Consider yourself very lucky and embrace the GF. For some of us it is almost unthinkable to give again. I would love to have that certain person in my life. In a way I feel like I have become a recluse. Between a high pressure and time consuming job and the lack of a social life, meeting someone seems like a dream, although I know it is going to happen. 

Well done.


----------



## JWTBL (May 28, 2014)

And not having a special someone to transfer my love to, for lack of a better word. There is love for children, family, friends, even pets. But it's not the same as having one person who you can rely on for anything and everything, and be able to return that trust- there is the capacity in me for that, and I'm not sure if I will ever have it again, because of the way it was betrayed.


----------



## JWTBL (May 28, 2014)

Great posts by the way, and samuraijack, you are a poet.


----------



## FeministInPink (Sep 13, 2012)

SamuraiJack said:


> I guess the thing I miss most is the feeling of trust.
> When I said ‘I do’, I didn’t put a possible end on it.
> It was an unbroken line until my death…and I REALLY meant it.
> 
> ...


^^^ THIS.

I hope that I (and you, too) can find the ability to fully trust another person again. Like you, I didn't believe there was an end to my vows, except in death; this wasn't true for my XH. I WANT to be able to trust another person this way again, and to be able to make that kind of commitment, but it is terrifying; the doubts that run through my mind are endless, it seems. As if our foundation has been cracked, that there are now structural deficiencies in our emotional core.


----------



## SamuraiJack (May 30, 2014)

FeministInPink said:


> ^^^ THIS.
> 
> I hope that I (and you, too) can find the ability to fully trust another person again. Like you, I didn't believe there was an end to my vows, except in death; this wasn't true for my XH. I WANT to be able to trust another person this way again, and to be able to make that kind of commitment, but it is terrifying; the doubts that run through my mind are endless, it seems. As if our foundation has been cracked, that there are now structural deficiencies in our emotional core.

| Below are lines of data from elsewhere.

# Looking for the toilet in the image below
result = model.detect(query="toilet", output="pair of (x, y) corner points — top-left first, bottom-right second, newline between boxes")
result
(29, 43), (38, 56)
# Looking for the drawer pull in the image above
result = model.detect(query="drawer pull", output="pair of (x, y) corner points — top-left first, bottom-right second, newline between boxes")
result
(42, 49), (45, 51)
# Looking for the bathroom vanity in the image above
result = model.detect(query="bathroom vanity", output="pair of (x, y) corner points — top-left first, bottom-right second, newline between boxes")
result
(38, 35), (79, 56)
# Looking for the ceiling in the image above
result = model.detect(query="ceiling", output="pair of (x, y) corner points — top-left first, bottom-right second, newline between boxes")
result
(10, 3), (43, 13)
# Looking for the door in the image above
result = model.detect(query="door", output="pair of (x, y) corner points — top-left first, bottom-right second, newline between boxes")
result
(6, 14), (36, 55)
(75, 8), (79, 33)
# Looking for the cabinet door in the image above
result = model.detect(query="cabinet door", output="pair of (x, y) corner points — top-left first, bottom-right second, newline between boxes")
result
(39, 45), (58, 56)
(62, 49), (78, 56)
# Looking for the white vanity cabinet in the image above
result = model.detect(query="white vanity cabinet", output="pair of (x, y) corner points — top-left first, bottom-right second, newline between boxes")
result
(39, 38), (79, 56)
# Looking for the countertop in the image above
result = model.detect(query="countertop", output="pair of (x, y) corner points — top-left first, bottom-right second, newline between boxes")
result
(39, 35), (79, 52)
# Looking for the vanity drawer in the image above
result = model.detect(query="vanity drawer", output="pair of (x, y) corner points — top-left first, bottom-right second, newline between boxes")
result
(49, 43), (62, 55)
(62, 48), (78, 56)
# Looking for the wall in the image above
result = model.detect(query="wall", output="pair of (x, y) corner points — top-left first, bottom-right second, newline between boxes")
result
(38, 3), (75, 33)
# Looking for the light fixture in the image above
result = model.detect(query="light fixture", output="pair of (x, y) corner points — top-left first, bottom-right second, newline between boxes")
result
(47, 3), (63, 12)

It doesnt have to be that way.
You can trust the next person, it's just that your trust has a few blemishes on it. I trust Missy implicitly and I do this by choice.
Yes, I can get hurt again and so can you, but we survived it and we came out wiser for it.
Fears are a good thing to listen to but not a good thing to obey.

In the lesson we learned from this, we learned that people cant always keep their promises. The important part of the lesson is that it's not a reflection on you if they cant.

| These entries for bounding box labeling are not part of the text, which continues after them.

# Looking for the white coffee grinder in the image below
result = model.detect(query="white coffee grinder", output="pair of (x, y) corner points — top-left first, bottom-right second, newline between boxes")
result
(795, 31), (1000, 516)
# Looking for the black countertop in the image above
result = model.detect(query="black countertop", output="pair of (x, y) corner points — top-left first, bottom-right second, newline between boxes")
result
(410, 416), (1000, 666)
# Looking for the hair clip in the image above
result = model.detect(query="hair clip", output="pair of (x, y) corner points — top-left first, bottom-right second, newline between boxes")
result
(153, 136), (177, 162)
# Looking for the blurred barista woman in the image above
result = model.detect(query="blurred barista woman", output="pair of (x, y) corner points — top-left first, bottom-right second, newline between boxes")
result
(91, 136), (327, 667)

Some days I need to remind myself of this several times..


----------



## TheGoodGuy (Apr 22, 2013)

SamuraiJack said:


> In the lesson we learned from this, we learned that people cant always keep their promises. The important part of the lesson is that it's not a reflection on you if they cant.
> 
> Some days I need to remind myself of this several times..

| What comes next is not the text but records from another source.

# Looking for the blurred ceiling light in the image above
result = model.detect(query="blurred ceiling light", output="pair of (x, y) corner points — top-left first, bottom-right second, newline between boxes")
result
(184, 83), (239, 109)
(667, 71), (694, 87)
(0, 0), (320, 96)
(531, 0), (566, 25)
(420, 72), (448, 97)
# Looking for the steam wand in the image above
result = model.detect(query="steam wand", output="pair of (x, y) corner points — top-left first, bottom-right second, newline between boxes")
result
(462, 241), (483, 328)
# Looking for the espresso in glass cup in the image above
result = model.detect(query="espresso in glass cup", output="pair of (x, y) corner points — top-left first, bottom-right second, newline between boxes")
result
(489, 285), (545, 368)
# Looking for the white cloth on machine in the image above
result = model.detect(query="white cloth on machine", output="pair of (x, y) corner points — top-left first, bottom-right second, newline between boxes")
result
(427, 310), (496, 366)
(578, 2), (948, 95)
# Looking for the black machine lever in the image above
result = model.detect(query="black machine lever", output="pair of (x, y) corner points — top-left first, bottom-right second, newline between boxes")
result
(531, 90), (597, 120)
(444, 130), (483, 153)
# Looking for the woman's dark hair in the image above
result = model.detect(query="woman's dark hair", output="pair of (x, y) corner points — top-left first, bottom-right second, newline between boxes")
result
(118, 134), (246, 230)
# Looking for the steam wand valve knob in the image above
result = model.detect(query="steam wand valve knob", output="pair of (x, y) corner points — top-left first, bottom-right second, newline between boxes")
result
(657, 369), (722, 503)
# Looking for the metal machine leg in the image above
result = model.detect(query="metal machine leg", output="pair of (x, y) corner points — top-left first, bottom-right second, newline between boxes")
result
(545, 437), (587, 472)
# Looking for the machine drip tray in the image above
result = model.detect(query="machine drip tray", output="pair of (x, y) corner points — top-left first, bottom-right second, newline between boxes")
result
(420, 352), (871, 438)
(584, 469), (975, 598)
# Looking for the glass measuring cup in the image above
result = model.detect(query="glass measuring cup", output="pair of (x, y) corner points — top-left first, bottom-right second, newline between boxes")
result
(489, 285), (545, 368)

On an intellectual level this makes 100% sense and I agree. It's harder to tell that to the heart though.


----------



## dajam (Jul 14, 2014)

TheGoodGuy said:


> On an intellectual level this makes 100% sense and I agree. It's harder to tell that to the heart though.


This in itself is interesting "Man versus Woman" "Logic versus Emotion" We all process this differently and the separation of this can be rather clouded when we compare present behavior and then analyze it the past. My 2 cents...


----------



## FeministInPink (Sep 13, 2012)

TheGoodGuy said:


> On an intellectual level this makes 100% sense and I agree. It's harder to tell that to the heart though.


Agreed...


----------